The Australian Signals Directorate (ASD) has given the tick of approval to an additional 36 services from Microsoft Azure and a total of 10 from Office 365 for unclassified dissemination limiting marker (DLM) use, which allows for the storing of sensitive government data.
The nod from the country's intelligence agency sees Microsoft now boast 50 services on the ASD Certified Cloud Services List (CCSL) across Azure and Office 365, marking what James Kavanagh, National Technology Officer for Microsoft Australia called the culmination of 12-18 months of innovation and security assurance work.
The new certifications expand the range of services government, healthcare, and education organisations can consume from the tech giant when bound by ASD certification.
"With this broader range of services instead of simply offering cloud services that relate to storage and networking, for example, this is now offering services around machine learning, internet of things, analytics, operations, and security, as some examples," Kavanagh told ZDNet, noting it allows for organisations and their partners to build on top of Microsoft's offerings.
"That hasn't been easy for Australian government or public sector organisations to take advantage of in the past."
Given the geographic location of many Microsoft datacentres falling outside of Australian boundaries, the company cannot achieve protected-level status for government documentation; however Kavanagh said there are services "coming downstream" that will allow government organisations to "go beyond" just the unclassified data.
The ASD awarded protected-level certification to Australian-based Sliced Tech and Vault Systems in March, allowing the local players to store highly classified government information in their respective cloud platforms.

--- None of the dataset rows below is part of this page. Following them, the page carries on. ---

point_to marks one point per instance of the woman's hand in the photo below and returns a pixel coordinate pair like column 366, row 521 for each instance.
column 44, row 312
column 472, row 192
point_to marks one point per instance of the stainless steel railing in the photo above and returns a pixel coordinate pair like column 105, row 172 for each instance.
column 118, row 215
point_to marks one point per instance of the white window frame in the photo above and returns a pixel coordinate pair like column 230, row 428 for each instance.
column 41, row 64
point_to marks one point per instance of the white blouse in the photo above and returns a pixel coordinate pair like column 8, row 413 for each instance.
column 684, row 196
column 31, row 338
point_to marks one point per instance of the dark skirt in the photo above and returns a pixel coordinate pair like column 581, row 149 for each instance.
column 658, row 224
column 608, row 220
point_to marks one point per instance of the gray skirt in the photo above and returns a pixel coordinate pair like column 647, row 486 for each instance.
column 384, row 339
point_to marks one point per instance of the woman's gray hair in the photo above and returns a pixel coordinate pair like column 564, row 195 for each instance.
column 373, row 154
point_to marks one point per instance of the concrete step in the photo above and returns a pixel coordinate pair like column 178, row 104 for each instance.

At the same time, the signals directorate recognised a total of seven companies for unclassified DLM status: Amazon Web Services for its EBS, EC2, S3, and VPC offerings; Bluemix by IBM; GovZone from Macquarie Telecom; Microsoft with its Azure cloud, Dynamics CRM Online, and Office 365 platforms; Salesforce with its platform-as-a-service and infrastructure-as-a-service offerings; SliceTech's SaaS cloud; and Vault System's SaaS cloud.
Microsoft Dynamics CRM originally received ASD certification in November 2015, however Kavanagh explained that is on a different time frame for certification than Azure and 365 ,and as a result has not received any additional certification in this round.
"We're really seeing incredible adoption in Australia in cloud technologies ever since we opened our datacentres and been driving forward with continuous expansions of those services, it's really been quite impressive," Kavanagh said.
"Australia would be one of the fastest, most rapidly adopting consumers of cloud and mobile."
Earlier this month, Optus Business announced it would be offering its secure private cloud service to multiple Australian government agencies under a deal with Canberra Data Centres, which has over 40 government departments using the four centres it operates across two datacentres in the ACT.